Eleven studies found creative ways to combine different self-supervised learning strategies to pre-train their medical imaging models (Table 1). Over half of these studies (6/11) combined contrastive with generative approaches. With the exception of Ke et al.’s work68, which uses a CycleGAN for histopathology slide stain normalization, all studies utilized an autoencoder as their generative model when combined with contrastive strategies. A combination of contrastive and innate relationships was used in three studies. The innate relationship tasks range from augmentation prediction and patch positioning prediction69, rotation prediction70, and ultrasound video to speech correspondence prediction53. For the remaining two studies, Cornelissen et al. used a conditional GAN, and trained the generator network on endoscopic images of the esophagus to recolorize, inpaint and generate super-resolution images71. Because their tasks consisted of both inpainting (self-prediction) and super-resolution (generative), their approach was considered combined. Haghighi et al. combined three different SSL strategies (generative, innate relationship, self-prediction) by first training an auto-encoder and group instances with similar appearances based on the latent representations from the auto-encoder72. Then, the authors randomly cropped image patches at a fixed coordinate for all instances in the same group and assigned a pseudo label to the cropped patches at each coordinate. Finally, the cropped patches were randomly perturbed and a restoration autoencoder was trained simultaneously with a pseudo label classification objective. Eight of the studies that combined different strategies compared self-supervised pre-training with purely supervised approaches, all of which reported performance improvement (0.140–8.29%).

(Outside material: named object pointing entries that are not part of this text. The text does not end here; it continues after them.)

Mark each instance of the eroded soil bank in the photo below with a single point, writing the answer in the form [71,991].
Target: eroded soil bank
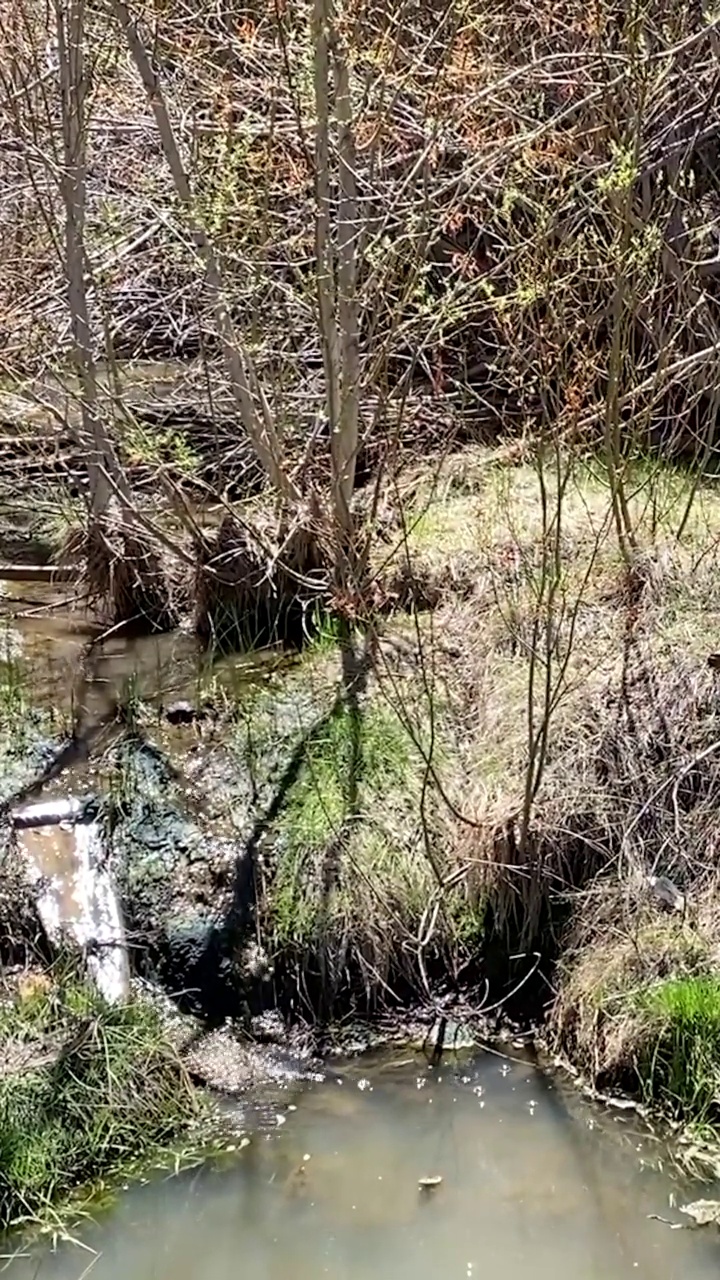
[497,807]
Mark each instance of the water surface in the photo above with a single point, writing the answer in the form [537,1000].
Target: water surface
[534,1183]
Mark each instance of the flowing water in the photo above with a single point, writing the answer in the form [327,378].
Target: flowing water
[532,1179]
[534,1183]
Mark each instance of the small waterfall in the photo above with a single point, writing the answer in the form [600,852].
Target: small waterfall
[74,891]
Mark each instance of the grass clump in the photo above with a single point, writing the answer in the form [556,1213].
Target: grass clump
[354,906]
[679,1055]
[86,1089]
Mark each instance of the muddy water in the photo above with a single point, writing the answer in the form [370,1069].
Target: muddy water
[71,666]
[534,1183]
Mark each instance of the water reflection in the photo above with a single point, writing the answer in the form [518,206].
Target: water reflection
[533,1182]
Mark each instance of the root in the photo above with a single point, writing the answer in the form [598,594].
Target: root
[126,577]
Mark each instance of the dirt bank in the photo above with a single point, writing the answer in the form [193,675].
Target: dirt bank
[505,799]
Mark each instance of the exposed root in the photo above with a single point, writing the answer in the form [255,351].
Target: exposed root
[127,579]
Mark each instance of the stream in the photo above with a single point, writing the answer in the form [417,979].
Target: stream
[527,1176]
[534,1182]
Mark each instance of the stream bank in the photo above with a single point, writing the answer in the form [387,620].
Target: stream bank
[338,832]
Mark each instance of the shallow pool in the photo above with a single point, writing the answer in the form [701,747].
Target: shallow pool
[534,1183]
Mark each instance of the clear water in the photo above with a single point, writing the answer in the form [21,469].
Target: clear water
[534,1183]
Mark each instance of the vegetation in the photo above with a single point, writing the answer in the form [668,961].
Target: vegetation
[85,1091]
[425,307]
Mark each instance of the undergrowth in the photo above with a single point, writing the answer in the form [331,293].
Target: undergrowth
[679,1055]
[86,1089]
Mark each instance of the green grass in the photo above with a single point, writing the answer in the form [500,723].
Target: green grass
[92,1089]
[347,767]
[679,1060]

This review aims to aggregate the collective knowledge of prior works that applied SSL to medical classification tasks. By synthesizing the relevant literature, we provide consistent definitions for SSL techniques, categorize prior work by their pre-training strategies, and provide implementation guidelines based on lessons learned from prior work. While five studies reported a slight decrease in performance (0.980–4.51%), the majority of self-supervised pre-trained models led to a relative increased performances of 0.216–32.6% AUROC, 0.440–29.2% accuracy, and 0.137–14.3% F1 score over the same model architecture without SSL pre-training, including both ImageNet and random initialization (Fig. 4e). In Fig. 4c we show a comparison of different SSL strategies on the same downstream task, which suggests that a combined strategy tends to outperform other self-supervised categories. However, it is important to note that combined strategies are typically the proposed method in the manuscripts, and thus publication bias might have resulted in this trend. In Fig. 4d we additionally plot the performance of the two main types of fine-tuning strategies on the same task, and the graph tends to indicate that end-to-end fine-tuning leads to better performance regardless of the dataset size. In the presence of relevant data, we recommend implementing self-supervised learning strategies for training medical image classification models since our literature review indicated that self-supervised pre-training generally results in better model performance, especially when annotations are limited (Table 1).

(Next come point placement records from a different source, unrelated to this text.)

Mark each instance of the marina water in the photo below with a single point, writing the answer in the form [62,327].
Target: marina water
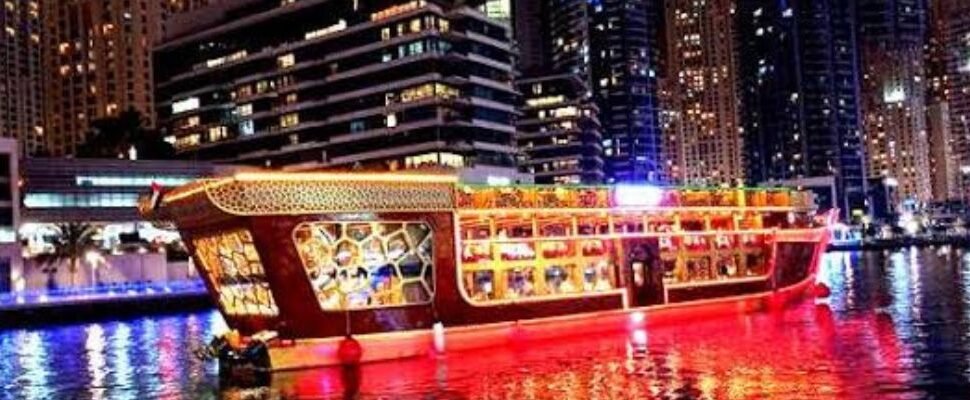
[897,326]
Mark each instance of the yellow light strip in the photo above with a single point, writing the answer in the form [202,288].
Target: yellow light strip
[205,185]
[788,232]
[344,177]
[622,210]
[728,281]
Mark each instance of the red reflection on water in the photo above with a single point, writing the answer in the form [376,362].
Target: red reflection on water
[803,352]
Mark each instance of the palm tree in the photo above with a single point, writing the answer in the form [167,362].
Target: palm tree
[70,241]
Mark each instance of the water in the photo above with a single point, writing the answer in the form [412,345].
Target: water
[897,326]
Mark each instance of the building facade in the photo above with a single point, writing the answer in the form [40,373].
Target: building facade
[21,109]
[944,167]
[623,55]
[703,137]
[800,95]
[894,87]
[381,85]
[500,10]
[559,131]
[97,64]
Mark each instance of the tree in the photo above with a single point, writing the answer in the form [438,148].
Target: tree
[70,242]
[114,137]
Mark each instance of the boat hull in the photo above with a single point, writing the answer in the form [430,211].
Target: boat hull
[315,353]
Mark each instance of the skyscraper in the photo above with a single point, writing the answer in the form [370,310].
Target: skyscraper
[97,59]
[21,111]
[892,34]
[559,132]
[944,159]
[703,143]
[800,96]
[955,16]
[343,84]
[623,58]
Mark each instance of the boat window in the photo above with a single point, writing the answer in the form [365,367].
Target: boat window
[356,265]
[538,257]
[714,257]
[230,261]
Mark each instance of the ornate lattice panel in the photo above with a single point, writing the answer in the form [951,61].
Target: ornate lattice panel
[355,265]
[264,197]
[230,260]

The types of medical images utilized for model development as well as the downstream classification task encompassed a wide range of medical domains and applications (Fig. 4a, b). The vast majority of the studies explored the clinical domain of radiology (47/79), of which 27 were focused on investigating abnormalities on chest imaging such as pneumonia, COVID-19, pleural effusion and pulmonary embolism (see Table 1). The choice of this domain is likely a combination of the availability of large-scale public chest datasets such as CheXpert73, RSPECT74, RadFusion75 and MIMIC-CXR76, as well as the motivation to solve acute or emerging healthcare threats, which was the case during the coronavirus pandemic45,46,48,67,77,78,79,80,81,82,83. The second most prevalent clinical domain was pathology (12/79). Similar to radiology, this field is centered around medical imaging in the form of whole slide images. The tasks were focused on histopathological classification, where the majority focused on colorectal cancer classification68,84,85,86,87. The remaining studies explored multiple other tasks and many focused on classification of malignant disorders such as breast cancer56,61,88, skin cancer89, and lung cancer59. A particularly interesting medical task that was explored was classification of psychiatric diseases or psychiatric traits using fMRI57,62,90. Current limited knowledge and understanding of possible imaging features arising in psychiatric diseases constitutes a major clinical challenge to making local annotations such as bounding boxes or segmentations on brain scans. In this case both Osin et al. and Hashimoto demonstrated that training a self-supervised framework could be beneficial to generate representative latent features of brain fMRIs before fine-tuning on image-level class labels57,90.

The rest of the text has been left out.